In a statement about the clause, the company specifically refers to these enterprise customers:

With Firefly, Adobe will also be offering enterprise customers an IP indemnity, which means that Adobe would protect customers from third party IP claims about Firefly-generated outputs.

That means the company is prepared to pay out any claims should a customer lose a lawsuit over the use of Firefly-generated content.

The company knows that enterprise customers are worried about creating artwork in this way. Speaking at the Upfront Summit earlier this year, prior to the release of Firefly, Adobe chief strategy officer Scott Belsky said that Adobe talked to companies about this and the enterprise position was crystal clear:

“A lot of our very big enterprise customers are very concerned about using generative AI without understanding how it was trained. They don’t see it as viable for commercial use in a similar way to using a stock image and making sure that if you’re going to use it in a campaign you better have the rights for it — and model releases and everything else. There’s that level of scrutiny and concern around the viability for commercial use,” he said.
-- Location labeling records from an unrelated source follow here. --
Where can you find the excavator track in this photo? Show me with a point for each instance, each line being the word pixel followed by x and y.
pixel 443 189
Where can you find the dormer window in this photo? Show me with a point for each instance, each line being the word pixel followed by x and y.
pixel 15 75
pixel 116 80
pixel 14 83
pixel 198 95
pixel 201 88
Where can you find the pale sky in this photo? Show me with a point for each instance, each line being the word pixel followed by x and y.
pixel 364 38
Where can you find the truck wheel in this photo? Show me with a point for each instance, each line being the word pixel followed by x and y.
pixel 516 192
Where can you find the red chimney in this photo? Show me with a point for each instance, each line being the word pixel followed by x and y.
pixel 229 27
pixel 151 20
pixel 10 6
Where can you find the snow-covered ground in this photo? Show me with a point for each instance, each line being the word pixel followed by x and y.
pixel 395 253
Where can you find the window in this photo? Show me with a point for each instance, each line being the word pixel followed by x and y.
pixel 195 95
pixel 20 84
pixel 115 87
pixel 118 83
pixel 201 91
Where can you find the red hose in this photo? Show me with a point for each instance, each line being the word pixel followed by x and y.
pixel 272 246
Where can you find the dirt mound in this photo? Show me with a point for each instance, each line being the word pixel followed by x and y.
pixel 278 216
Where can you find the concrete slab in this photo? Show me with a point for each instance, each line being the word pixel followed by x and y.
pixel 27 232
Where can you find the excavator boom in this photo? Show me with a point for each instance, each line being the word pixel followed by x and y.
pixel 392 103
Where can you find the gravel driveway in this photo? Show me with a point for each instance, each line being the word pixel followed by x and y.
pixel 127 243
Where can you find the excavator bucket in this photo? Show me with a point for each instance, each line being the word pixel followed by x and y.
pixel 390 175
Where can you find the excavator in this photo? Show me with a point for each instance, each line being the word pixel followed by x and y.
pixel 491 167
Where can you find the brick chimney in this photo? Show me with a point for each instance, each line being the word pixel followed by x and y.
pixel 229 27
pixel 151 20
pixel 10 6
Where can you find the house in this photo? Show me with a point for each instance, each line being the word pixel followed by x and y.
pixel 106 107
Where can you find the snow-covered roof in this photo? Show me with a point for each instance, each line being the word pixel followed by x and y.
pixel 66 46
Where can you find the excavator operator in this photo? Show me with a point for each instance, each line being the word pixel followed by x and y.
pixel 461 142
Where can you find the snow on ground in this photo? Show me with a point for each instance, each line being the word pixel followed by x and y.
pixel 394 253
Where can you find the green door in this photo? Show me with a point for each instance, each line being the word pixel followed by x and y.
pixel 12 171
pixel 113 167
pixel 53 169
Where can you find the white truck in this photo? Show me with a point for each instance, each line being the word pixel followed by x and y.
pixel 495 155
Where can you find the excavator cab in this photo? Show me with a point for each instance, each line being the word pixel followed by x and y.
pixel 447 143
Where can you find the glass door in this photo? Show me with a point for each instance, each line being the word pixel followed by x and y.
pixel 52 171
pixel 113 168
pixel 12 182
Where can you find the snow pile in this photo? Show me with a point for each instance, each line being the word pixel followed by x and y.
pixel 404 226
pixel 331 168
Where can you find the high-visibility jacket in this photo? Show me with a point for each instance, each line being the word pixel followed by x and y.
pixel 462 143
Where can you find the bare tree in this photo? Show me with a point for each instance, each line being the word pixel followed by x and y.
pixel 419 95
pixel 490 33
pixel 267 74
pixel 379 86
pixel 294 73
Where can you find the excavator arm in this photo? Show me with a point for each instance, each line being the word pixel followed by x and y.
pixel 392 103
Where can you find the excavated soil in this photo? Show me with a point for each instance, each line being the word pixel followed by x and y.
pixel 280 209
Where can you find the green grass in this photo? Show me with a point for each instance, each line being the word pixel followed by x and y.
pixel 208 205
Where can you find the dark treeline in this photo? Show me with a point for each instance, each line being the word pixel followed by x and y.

Belsky says even though the court has yet to rule on the copyright issues related to content created with generative AI, Adobe feels comfortable taking this stance because it has trained Firefly on Adobe Stock images, which it has broad permission to use, along with openly licensed content and public domain content where the copyright has expired. Unlike OpenAI and some other companies, it’s not training on the open internet, only content it is legally able to use.

“We had to be safe regardless [of how the courts might rule]. And that was a really helpful direction. And so, what we did is we decided to train when we launched this first generative AI family of models, everything was trained on either Adobe Stock or open datasets that are not in violation of any sort of copyright,” he said.

That approach greatly reduces Adobe’s risk associated with offering the indemnity clause, says Adobe general counsel Dana Rao. The enterprise customer knows Adobe trained the model on a limited set of content that they had permission to use, and if for some reason they still get sued, Adobe has them covered.

“If you do get sued on a Firefly-generated output, then we’re going to step in as part of our enterprise contractual agreement, and indemnify you and what are we going to indemnify? We’re going to indemnify the output of Firefly…if that’s somebody else’s work, and it looks like their work and it would be a copyright infringement because it was [someone’s] work, we will indemnify you because…we know where we got our work from. And so we feel good that we’re going to be able to win that case,” Rao told TechCrunch.

Ray Wang founder and principal analyst at Constellation Research says the approach is smart for both Adobe and the creators who contribute to Adobe Stock. “It’s actually a brilliant move. Here’s why: It applies only to Adobe Stock and Adobe owns all the creative arrangements in Adobe Stock,” he said. “What’s more, they enable creators to make money from their works on the Adobe Stock derivatives created in Firefly.”

The company does place limits on how far it will take the indemnification, saying it only covers the specific Firefly-generated output and not anything else you might add to the output that could possibly infringe on a copyright, like say adding a likeness of Spiderman to the artwork, Rao says.

He sees the approach more like an insurance policy than a legal gimmick, designed to reassure skittish customers that it’s safe to use this technology for commercial purposes. “The law is not settled, and I can’t tell you which way the copyright cases are going to go, but I can guarantee you having been born in the United States of America that there are going to be a lot of lawsuits, so that insurance is pretty attractive [to our enterprise customers], and not really a gimmick.”

He says the enterprise users also recognize the likelihood of legal tests of the use of art generated with technology like Firefly, and it gives them some peace of mind. Adobe, knowing the content that the model was trained on, can feel similarly at ease, even if the law isn’t settled, and even if they might have to make some payments over time regardless of their position.